In Virginia, we typically get a number of transition days between summer and fall where the weather doesn’t quite know what to do with itself. The day turns grey and the sun beats against the clouds to heat the residual moisture in the air and make the atmosphere hint at the humidity we sweated in during the previous months.
What results, when days like this occur, is a sense of overall gloom, where the sky feels like it is being lit from behind a dirty sheet of laminate. The temperature is cooling but not crisp like it gets when autumn is truly upon us. The best equivalent I can think of is when you get one of those hot microwaved towels that they offer at some Chinese restaurants. After the initial clean, fresh, and striking warmth evaporates, you’re left with a damp, limp, lukewarm piece of cloth that feels like an uncomfortable handshake. And then you get bitten by mosquitoes. Welcome to Virginia.
This kind of weather tends to make me grumpy, even though I know that it generally signifies that autumn is around the corner and if I can just hold out for a couple of weeks I will be invigorated into a frenzy that will drive my friends absolutely nuts. [Fall is my favorite season.] It also makes me sleepy and prone to have my thoughts wander. I believe it’s sometimes good to have those melancholy days where your mind can meander and you allow yourself to wallow in the sludge of personal gook that you’ve pushed away to simmer on the back-burner.
This becomes a problem, however, when I know that I have approximately 27 other things I need to be doing. So what should be a slow-moving, lethargic, draining-of-emotional-phlegm kind of day instead ends up being intensely stressful because I’m having a hell of a time getting anything done.
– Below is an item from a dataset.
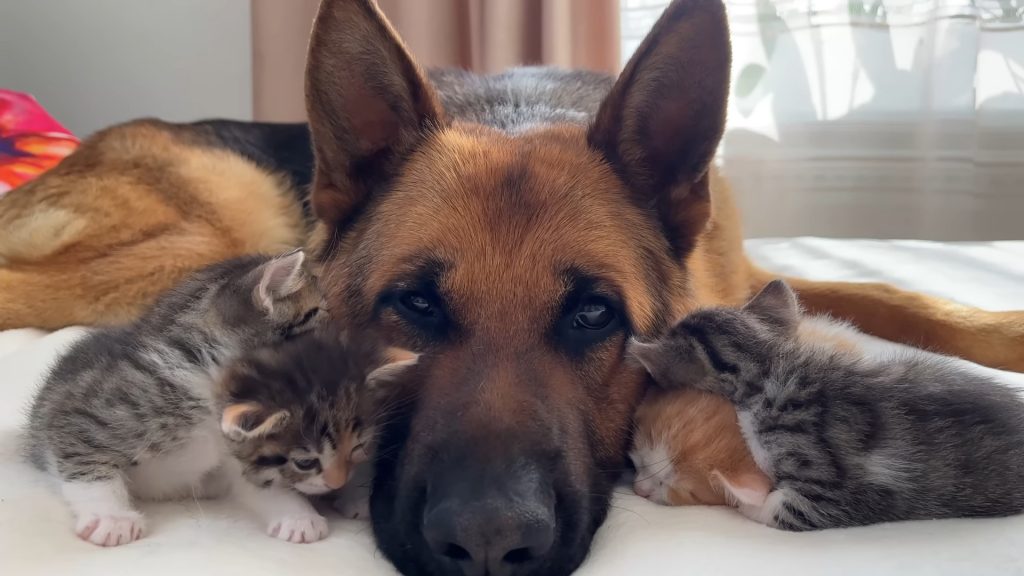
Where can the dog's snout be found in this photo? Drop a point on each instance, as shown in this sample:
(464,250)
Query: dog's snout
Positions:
(498,529)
When I find myself in these kinds of situations, I need to step away, breathe, and allow myself to take a few minutes to do something distracting so I can clear my brain. You know, hit the personal “reset” button.
One of the best remedies I’ve discovered for this funk is to make some Masala Chai. It only takes fifteen to twenty minutes, which I can justify as being an excusable amount of time for a break, and once you remember how to make it it’s pretty mindless. The ritual is perfect because it requires attention, but not a lot of thinking – an excellent way to cleanse the mental palate.
My favorite thing about making Masala Chai, though, is the end result. This tea is something that wraps itself around all of your senses and gives you a gentle squeeze. Everything about it, from the aroma, to the creaminess, to the permeating warmth, to the quiet sense of accomplishment you get because hey, you just made yourself some goddamn Chai tea, is comforting.
Samovar’s Masala Chai has proven to be one of my absolute favorites, and I have a big tin that sits in the cabinet and waits patiently for days like these.
By the time I finish making my batch, 99 percent of the time, I find myself calmer, awakened, soothed, and ready to take on the world again. I’d say that for a tea to be able to accomplish that is a pretty big deal and certainly worth a try. And what harm can it do? At the very least, you will end up with something delicious. Plus, if the first cup doesn’t get you to where you need to be, there’s always cup two.